Smartphones have made this possible with better faster hardware and software that allows users to scan codes very quickly – making the use of these codes far more practical than in the past. The value of 2D codes are their ability to provide a very simple bridge between mobile and touchpoints (point of sale, atm, payment terminals). While it’s possible to interface via NFC, bluetooth or wifi, all of the other options require setup, passwords or some other hardware. With 2D barcodes – there’s an app for that, and it’s basically point and shoot.

Some interesting uses of 2D barcodes in retail:

Ticketing – Expect to see more of this as consumers become more comfortable.  It already works for airlines, and given the demographic visiting movie theatres, who are more comfortable with mobile technology will move to this ticketing option in the future with movie theatres (Full Disclosure – NCR is my employer and owns Mobiqa) and concert venues leading the way.

Coupons – Coupons are common in today’s value consious consumer.  There are a number of initiatives taking place that use 2d barcodes.
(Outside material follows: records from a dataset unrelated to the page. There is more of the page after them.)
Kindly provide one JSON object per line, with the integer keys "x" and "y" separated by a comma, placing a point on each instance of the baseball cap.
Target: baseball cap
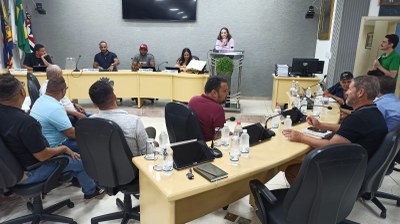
{"x": 143, "y": 46}
{"x": 346, "y": 75}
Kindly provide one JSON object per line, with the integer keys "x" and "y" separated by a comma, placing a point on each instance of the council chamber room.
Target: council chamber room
{"x": 186, "y": 111}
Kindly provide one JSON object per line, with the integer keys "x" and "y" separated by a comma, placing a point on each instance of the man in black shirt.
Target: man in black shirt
{"x": 23, "y": 136}
{"x": 39, "y": 57}
{"x": 105, "y": 60}
{"x": 365, "y": 125}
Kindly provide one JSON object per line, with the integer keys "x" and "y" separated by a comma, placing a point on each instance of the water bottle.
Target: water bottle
{"x": 244, "y": 144}
{"x": 238, "y": 129}
{"x": 235, "y": 150}
{"x": 288, "y": 122}
{"x": 276, "y": 120}
{"x": 168, "y": 162}
{"x": 303, "y": 107}
{"x": 308, "y": 92}
{"x": 225, "y": 136}
{"x": 317, "y": 106}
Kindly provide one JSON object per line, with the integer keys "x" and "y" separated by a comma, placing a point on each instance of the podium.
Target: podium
{"x": 233, "y": 100}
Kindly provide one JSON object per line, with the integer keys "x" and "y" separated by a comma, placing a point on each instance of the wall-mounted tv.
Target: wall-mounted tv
{"x": 171, "y": 10}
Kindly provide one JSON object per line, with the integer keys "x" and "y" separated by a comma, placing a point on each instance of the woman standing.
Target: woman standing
{"x": 225, "y": 41}
{"x": 184, "y": 60}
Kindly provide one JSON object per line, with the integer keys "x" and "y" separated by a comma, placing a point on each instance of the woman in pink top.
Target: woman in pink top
{"x": 225, "y": 41}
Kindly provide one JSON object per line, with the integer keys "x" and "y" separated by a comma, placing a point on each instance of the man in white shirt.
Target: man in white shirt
{"x": 74, "y": 110}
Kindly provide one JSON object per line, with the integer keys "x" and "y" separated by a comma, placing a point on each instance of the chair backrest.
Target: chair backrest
{"x": 33, "y": 87}
{"x": 10, "y": 169}
{"x": 327, "y": 185}
{"x": 182, "y": 123}
{"x": 105, "y": 153}
{"x": 380, "y": 161}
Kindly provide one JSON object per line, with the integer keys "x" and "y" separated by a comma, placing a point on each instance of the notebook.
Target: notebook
{"x": 39, "y": 68}
{"x": 190, "y": 153}
{"x": 211, "y": 172}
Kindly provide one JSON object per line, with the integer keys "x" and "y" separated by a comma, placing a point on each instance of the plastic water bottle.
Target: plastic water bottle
{"x": 288, "y": 122}
{"x": 303, "y": 107}
{"x": 235, "y": 150}
{"x": 308, "y": 92}
{"x": 225, "y": 136}
{"x": 245, "y": 144}
{"x": 238, "y": 129}
{"x": 276, "y": 120}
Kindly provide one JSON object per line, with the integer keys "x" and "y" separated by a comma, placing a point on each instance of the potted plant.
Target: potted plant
{"x": 224, "y": 67}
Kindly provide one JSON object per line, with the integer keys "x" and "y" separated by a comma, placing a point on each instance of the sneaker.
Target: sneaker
{"x": 98, "y": 192}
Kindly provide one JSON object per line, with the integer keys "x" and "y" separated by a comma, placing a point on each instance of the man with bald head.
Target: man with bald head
{"x": 74, "y": 110}
{"x": 56, "y": 126}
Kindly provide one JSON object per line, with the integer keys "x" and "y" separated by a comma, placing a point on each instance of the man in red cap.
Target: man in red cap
{"x": 143, "y": 59}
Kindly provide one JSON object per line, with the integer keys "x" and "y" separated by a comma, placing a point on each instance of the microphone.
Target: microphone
{"x": 76, "y": 65}
{"x": 164, "y": 62}
{"x": 230, "y": 119}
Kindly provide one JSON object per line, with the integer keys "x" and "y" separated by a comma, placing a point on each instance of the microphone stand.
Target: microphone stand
{"x": 164, "y": 62}
{"x": 76, "y": 65}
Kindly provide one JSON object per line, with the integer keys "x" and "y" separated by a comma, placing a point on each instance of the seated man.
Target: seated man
{"x": 74, "y": 110}
{"x": 39, "y": 57}
{"x": 388, "y": 103}
{"x": 365, "y": 125}
{"x": 208, "y": 106}
{"x": 22, "y": 134}
{"x": 143, "y": 59}
{"x": 338, "y": 91}
{"x": 102, "y": 95}
{"x": 56, "y": 126}
{"x": 105, "y": 60}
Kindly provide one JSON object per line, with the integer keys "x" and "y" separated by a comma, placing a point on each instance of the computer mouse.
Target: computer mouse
{"x": 216, "y": 152}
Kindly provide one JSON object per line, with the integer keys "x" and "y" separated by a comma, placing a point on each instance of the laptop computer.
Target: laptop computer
{"x": 257, "y": 133}
{"x": 190, "y": 153}
{"x": 39, "y": 68}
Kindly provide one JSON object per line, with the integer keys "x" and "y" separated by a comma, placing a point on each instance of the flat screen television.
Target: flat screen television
{"x": 306, "y": 67}
{"x": 169, "y": 10}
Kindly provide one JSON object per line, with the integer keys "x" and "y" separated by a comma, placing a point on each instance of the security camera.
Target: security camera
{"x": 310, "y": 13}
{"x": 40, "y": 9}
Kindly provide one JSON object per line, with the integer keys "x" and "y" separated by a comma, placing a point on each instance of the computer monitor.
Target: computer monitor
{"x": 305, "y": 67}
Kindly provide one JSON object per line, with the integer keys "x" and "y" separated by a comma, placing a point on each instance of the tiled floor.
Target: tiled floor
{"x": 253, "y": 110}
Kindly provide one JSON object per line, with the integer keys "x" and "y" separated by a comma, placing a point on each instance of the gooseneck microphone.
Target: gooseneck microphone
{"x": 164, "y": 62}
{"x": 76, "y": 65}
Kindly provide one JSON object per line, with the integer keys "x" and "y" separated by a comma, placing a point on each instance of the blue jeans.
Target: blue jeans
{"x": 41, "y": 173}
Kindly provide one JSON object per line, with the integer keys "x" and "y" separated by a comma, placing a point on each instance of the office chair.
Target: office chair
{"x": 324, "y": 191}
{"x": 182, "y": 123}
{"x": 108, "y": 160}
{"x": 377, "y": 168}
{"x": 11, "y": 173}
{"x": 33, "y": 87}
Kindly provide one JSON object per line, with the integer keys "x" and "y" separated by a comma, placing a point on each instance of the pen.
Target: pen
{"x": 206, "y": 171}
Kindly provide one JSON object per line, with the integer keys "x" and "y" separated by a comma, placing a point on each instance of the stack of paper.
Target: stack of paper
{"x": 281, "y": 70}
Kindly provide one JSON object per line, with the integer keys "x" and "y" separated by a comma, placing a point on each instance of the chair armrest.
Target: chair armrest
{"x": 264, "y": 191}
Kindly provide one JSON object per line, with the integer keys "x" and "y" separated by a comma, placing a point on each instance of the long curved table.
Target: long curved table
{"x": 127, "y": 84}
{"x": 175, "y": 199}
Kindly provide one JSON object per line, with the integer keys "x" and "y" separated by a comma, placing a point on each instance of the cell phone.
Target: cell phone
{"x": 317, "y": 129}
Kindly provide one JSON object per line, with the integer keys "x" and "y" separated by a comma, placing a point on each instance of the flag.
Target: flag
{"x": 31, "y": 39}
{"x": 22, "y": 33}
{"x": 7, "y": 38}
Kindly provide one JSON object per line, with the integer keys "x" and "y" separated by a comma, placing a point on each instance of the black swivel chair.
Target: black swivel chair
{"x": 108, "y": 160}
{"x": 11, "y": 173}
{"x": 324, "y": 191}
{"x": 377, "y": 168}
{"x": 33, "y": 87}
{"x": 182, "y": 123}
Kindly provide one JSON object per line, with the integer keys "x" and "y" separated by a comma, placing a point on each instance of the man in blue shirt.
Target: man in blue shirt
{"x": 50, "y": 113}
{"x": 388, "y": 103}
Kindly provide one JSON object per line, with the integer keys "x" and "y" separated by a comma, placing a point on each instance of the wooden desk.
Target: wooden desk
{"x": 175, "y": 199}
{"x": 282, "y": 85}
{"x": 127, "y": 84}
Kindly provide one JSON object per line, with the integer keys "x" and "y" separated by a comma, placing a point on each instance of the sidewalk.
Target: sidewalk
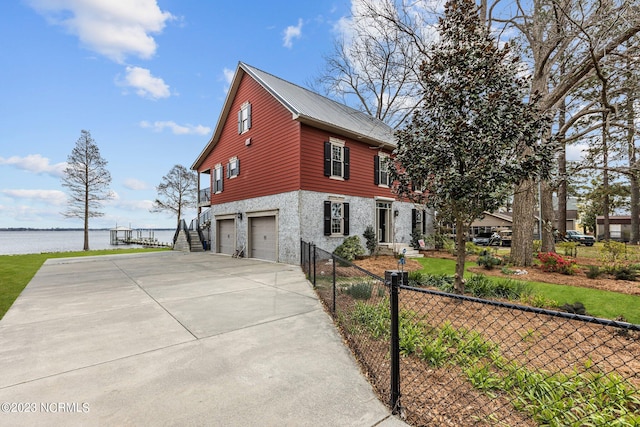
{"x": 172, "y": 338}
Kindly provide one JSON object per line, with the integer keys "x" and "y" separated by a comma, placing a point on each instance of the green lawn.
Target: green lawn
{"x": 17, "y": 270}
{"x": 598, "y": 303}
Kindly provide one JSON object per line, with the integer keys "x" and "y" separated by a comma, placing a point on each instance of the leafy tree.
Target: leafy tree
{"x": 463, "y": 147}
{"x": 87, "y": 178}
{"x": 177, "y": 192}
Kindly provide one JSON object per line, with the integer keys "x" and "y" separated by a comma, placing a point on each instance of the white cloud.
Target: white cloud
{"x": 146, "y": 85}
{"x": 113, "y": 28}
{"x": 188, "y": 129}
{"x": 292, "y": 32}
{"x": 52, "y": 197}
{"x": 135, "y": 184}
{"x": 35, "y": 163}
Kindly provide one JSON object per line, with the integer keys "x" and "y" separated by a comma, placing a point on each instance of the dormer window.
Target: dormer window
{"x": 244, "y": 118}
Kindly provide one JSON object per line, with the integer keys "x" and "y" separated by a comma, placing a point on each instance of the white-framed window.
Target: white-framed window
{"x": 217, "y": 178}
{"x": 336, "y": 159}
{"x": 336, "y": 218}
{"x": 381, "y": 170}
{"x": 244, "y": 118}
{"x": 233, "y": 167}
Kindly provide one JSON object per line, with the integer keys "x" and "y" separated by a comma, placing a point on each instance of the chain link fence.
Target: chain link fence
{"x": 465, "y": 361}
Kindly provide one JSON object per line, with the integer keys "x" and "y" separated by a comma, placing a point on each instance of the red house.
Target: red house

Payment – Starbucks has been connecting a client’s stored value card to a 2D barcode that can be read at the POS for some time.  That’s old hat, though still uncommon.  A newer twist on this is a company called Cimbal, who are attempting to enable the mobile wallet via 2D barcodes.  This system shows a 2D barcode on the screen of the pinpad to be scanned by a mobile phone and then payments are directed.  This is a very interesting angle to avoiding a new device at the point of sale.

Informational – Scanning 2d barcodes from store shelves or posters is increasingly simple with all of these applications and can take the load off store staff for information.  Customers can scan a code from a poster or from a shelf edge to watch a video or a sales pitch of any media that vendors may want to provide to retailers.



Again, 2D barcodes are not new, nor is scanning a barcode to pull information.  It is the new comfort level with mobile technology that is pulling this technology to the fore.